What GitHub Webhook Latency Actually Looks Like

We instrumented GitHub webhook delivery latency for ourselves. The p95 stays under 60 seconds in steady state but climbs close to 40 minutes during check-run incidents.

GitHub doesn’t include a “webhook delivered at” header in its payloads. We built one for ourselves and watched the numbers come in uglier than the docs suggest.

”Mergify is broken”

We get a steady stream of support tickets that all sound the same: Mergify didn’t see this check-run, or Mergify didn’t see this approval. Five or ten minutes later the ticket goes stale because everything works again.

Our customers expect Mergify to react in under 30 seconds when they interact with a PR. The trouble is we don’t own the whole chain. A user clicks Approve in GitHub, GitHub fires a webhook, the webhook lands on our /event endpoint, and we process it. We only own the last step.

GitHub’s own documentation is not much help when a customer asks why:

Webhooks allow near real-time updates, since webhooks are triggered when an event happens.

Webhook deliveries can take a few minutes to be delivered and to appear in the recent deliveries log.

If your account experiences a surge in webhook deliveries, GitHub may temporarily throttle the rate of deliveries to your account.

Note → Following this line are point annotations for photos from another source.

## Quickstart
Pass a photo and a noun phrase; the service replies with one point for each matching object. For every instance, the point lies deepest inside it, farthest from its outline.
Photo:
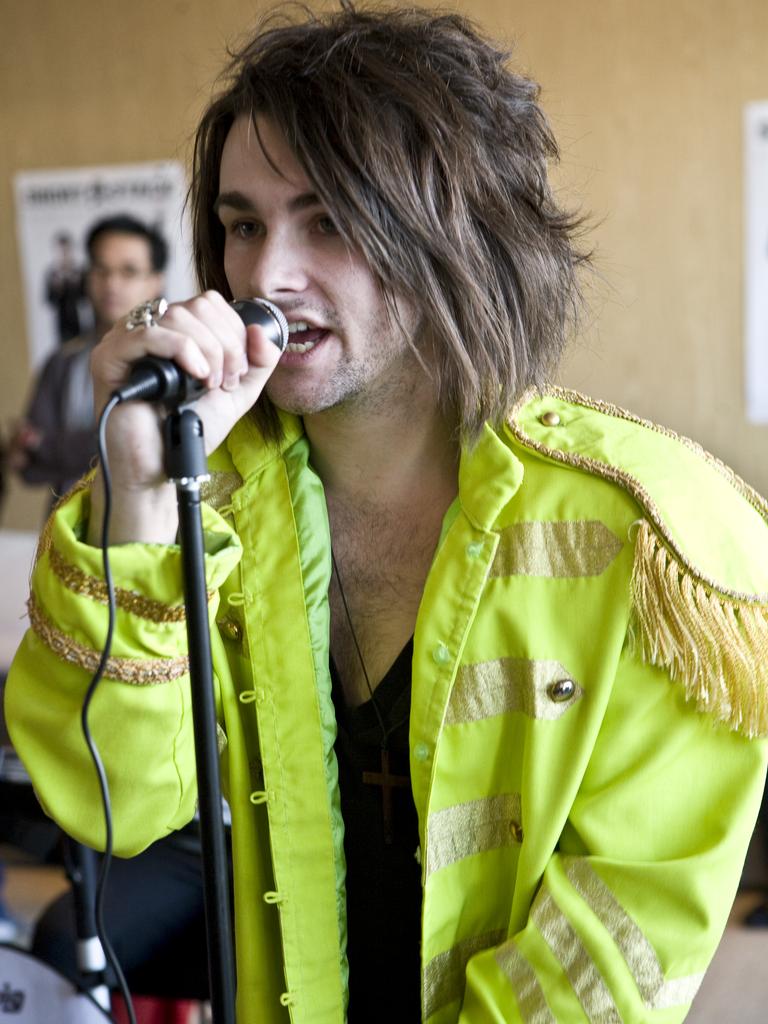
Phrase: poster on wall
(756, 292)
(55, 209)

“Near real-time” and “a few minutes” cover an enormous range. We needed numbers.

Building the sender clock we don’t have

The plan was straightforward. Every webhook payload includes one or more timestamps that record when the underlying GitHub state changed. We compare that timestamp to now() at the moment our server parses the request. The difference is our delivery latency.

We emit two metrics:

engine.github.webhook.delivery_latency         # histogram, seconds
engine.github.webhook.delivery_latency.skipped # counter

The histogram is tagged by event_type, action, and owner_id. The skipped counter has a reason tag with values like no_mapping, null_timestamp, parse_error, clock_skew. If we couldn’t compute a valid latency, we want to know why.

Nine event types cover Mergify’s hot path: the PR, review, check-run, workflow, status, and push family. They drive the react-fast-or-look-broken contract our customers care about. Anything else gets ignored.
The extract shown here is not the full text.